Program T-REX (Tree and reticulogram reconstruction)


Vladimir Makarenkov (with contributions from Alix Boc, Philippe Casgrain, Abdoulaye Baniré Diallo, Alpha Boubacar Diallo, Olivier Gascuel, Alain Guénoche, Pierre-Alexandre Landry, François-Joseph Lapointe, Bruno Leclerc, Pierre Legendre, Etienne Lord and Abdellah Mazouzi)

May 2012
Département d'Informatique
Université du Québec à Montréal

References:

Boc, A., Diallo, Alpha B. and Makarenkov, V. (2012), T-REX: a web server for inferring, validating and visualizing phylogenetic trees and networks, Nucleic Acids Research, 40 (W1), W573-579.

Makarenkov, V. 2001.T-Rex: Reconstructing and visualizing phylogenetic trees and reticulation networks, Bioinformatics 17, 664-668.

The up-to-date Web Server version of T-REX is available hereNew!
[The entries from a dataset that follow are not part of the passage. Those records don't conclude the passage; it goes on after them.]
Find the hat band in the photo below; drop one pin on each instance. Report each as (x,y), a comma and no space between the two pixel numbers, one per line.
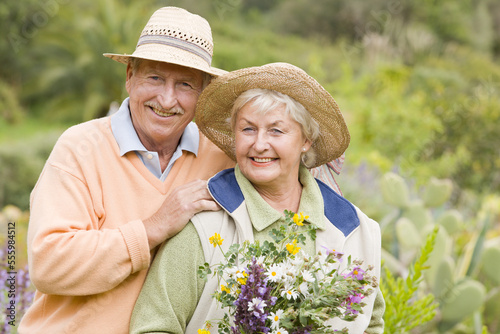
(176,43)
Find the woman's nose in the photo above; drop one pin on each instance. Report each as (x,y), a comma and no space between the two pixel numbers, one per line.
(261,143)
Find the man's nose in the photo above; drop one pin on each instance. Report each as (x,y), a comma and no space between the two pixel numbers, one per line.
(167,97)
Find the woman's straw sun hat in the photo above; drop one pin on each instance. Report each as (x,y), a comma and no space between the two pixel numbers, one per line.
(174,35)
(215,103)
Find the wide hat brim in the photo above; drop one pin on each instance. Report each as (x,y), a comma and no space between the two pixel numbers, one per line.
(216,101)
(167,54)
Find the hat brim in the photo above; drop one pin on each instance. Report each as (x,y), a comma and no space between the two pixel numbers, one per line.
(165,57)
(215,103)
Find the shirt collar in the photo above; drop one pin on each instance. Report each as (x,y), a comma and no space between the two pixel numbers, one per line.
(263,215)
(128,140)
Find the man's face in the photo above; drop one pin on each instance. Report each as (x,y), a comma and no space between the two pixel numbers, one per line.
(162,101)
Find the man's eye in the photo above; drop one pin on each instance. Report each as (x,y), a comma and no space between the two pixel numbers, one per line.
(186,85)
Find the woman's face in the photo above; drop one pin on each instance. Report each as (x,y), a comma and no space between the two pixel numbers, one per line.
(269,146)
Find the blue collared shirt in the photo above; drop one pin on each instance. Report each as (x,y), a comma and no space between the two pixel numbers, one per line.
(128,140)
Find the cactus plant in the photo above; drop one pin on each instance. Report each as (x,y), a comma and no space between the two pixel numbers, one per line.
(394,190)
(490,261)
(451,220)
(463,300)
(437,192)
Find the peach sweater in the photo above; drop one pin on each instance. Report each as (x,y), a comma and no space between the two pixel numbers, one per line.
(88,249)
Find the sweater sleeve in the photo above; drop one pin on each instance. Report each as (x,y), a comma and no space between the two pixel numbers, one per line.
(172,289)
(69,254)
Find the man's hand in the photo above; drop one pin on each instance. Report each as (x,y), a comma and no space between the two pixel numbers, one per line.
(176,211)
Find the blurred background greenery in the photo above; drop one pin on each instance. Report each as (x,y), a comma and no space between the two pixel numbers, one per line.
(418,83)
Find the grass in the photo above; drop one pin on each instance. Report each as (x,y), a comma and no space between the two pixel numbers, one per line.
(11,133)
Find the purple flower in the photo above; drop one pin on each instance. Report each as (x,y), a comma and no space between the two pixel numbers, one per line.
(250,315)
(356,273)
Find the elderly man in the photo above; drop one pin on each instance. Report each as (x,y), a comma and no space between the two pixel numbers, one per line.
(115,188)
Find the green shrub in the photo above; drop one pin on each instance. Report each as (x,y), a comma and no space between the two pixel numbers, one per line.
(20,166)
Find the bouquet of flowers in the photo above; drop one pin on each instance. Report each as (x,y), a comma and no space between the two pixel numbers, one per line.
(274,287)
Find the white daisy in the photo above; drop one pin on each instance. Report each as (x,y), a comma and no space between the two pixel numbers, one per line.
(256,304)
(290,293)
(275,319)
(274,273)
(308,276)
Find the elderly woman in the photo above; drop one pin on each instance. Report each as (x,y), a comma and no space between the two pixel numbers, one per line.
(281,122)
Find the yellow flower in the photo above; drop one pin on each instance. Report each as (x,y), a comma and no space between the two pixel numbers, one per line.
(216,240)
(293,248)
(299,220)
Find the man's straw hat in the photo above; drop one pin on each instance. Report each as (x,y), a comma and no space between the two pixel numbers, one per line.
(215,102)
(174,35)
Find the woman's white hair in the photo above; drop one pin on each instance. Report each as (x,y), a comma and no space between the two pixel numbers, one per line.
(264,100)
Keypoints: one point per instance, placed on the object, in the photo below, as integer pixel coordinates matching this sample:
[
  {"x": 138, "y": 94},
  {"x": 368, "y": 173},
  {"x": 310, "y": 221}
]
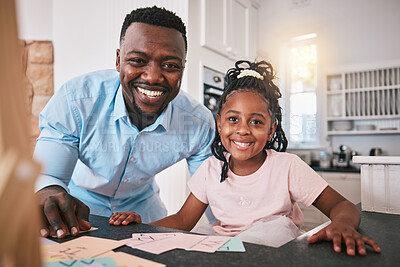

What does the T-REX web server do?

The T-REX web server allows users to carry out several popular algorithms for inferring and validating phylogenetic trees and networks, and performing other related bioinformatics tasks. A number of new algorithms developed in our laboratory have been also added to T-REX. The up-to-date web server version of T-REX includes:

 

1)     Methods for the visualization, drawing and interactive manipulation of phylogenetic trees (using Hierarchical, Radial and Axial types of drawing). For instance, the Newick Viewer application allows users to visualize a phylogenetic tree coded by its Newick string and the Newick Builder application allows users to draw a phylogenetic tree and then save it as a Newick string.

 

2)     Inference of phylogenetic trees using distances (NJ, NINJA, BioNJ, UNJ, ADDTREE, MW, FITCH, Circular order reconstruction), maximum likelihood (PHYML, RAxML and ML methods from PHYLIP) and maximum parsimony (MP methods from PHYLIP). T-Rex also carries out bootstrap and jackknife resampling to assess strength of support of the tree or network branches.

With tree distance methods a tree metric (i.e. additive distance) is fitted to the given dissimilarity matrix that include evolutionary distances between the considered species (i.e. taxa, objects). For instance, the program carries out six distance-based methods for fitting a tree metric (distance representable by a tree with non-negative branch lengths) to the given dissimilarity matrix. The following distance methods are available:

·       ADDTREE by Sattath and Tversky (1977);

·       Neighbor-joining (NJ) method by Saitou and Nei (1987);

·       NINJA large-scale neighbor-joining by Wheeler (2009);

·       BioNeighbor-joining (BioNJ) method by Gascuel (1997);

·       Unweighted neighbor-joining method (UNJ) by Gascuel (1997);

·       FITCH method from the PHYLIP package by Felsenstein (1989);

·       Circular order reconstruction method by Makarenkov and Leclerc (1997), and Yushmanov (1984);

·       Weighted least-squares method MW by Makarenkov (1999), and Makarenkov and Leclerc (1999).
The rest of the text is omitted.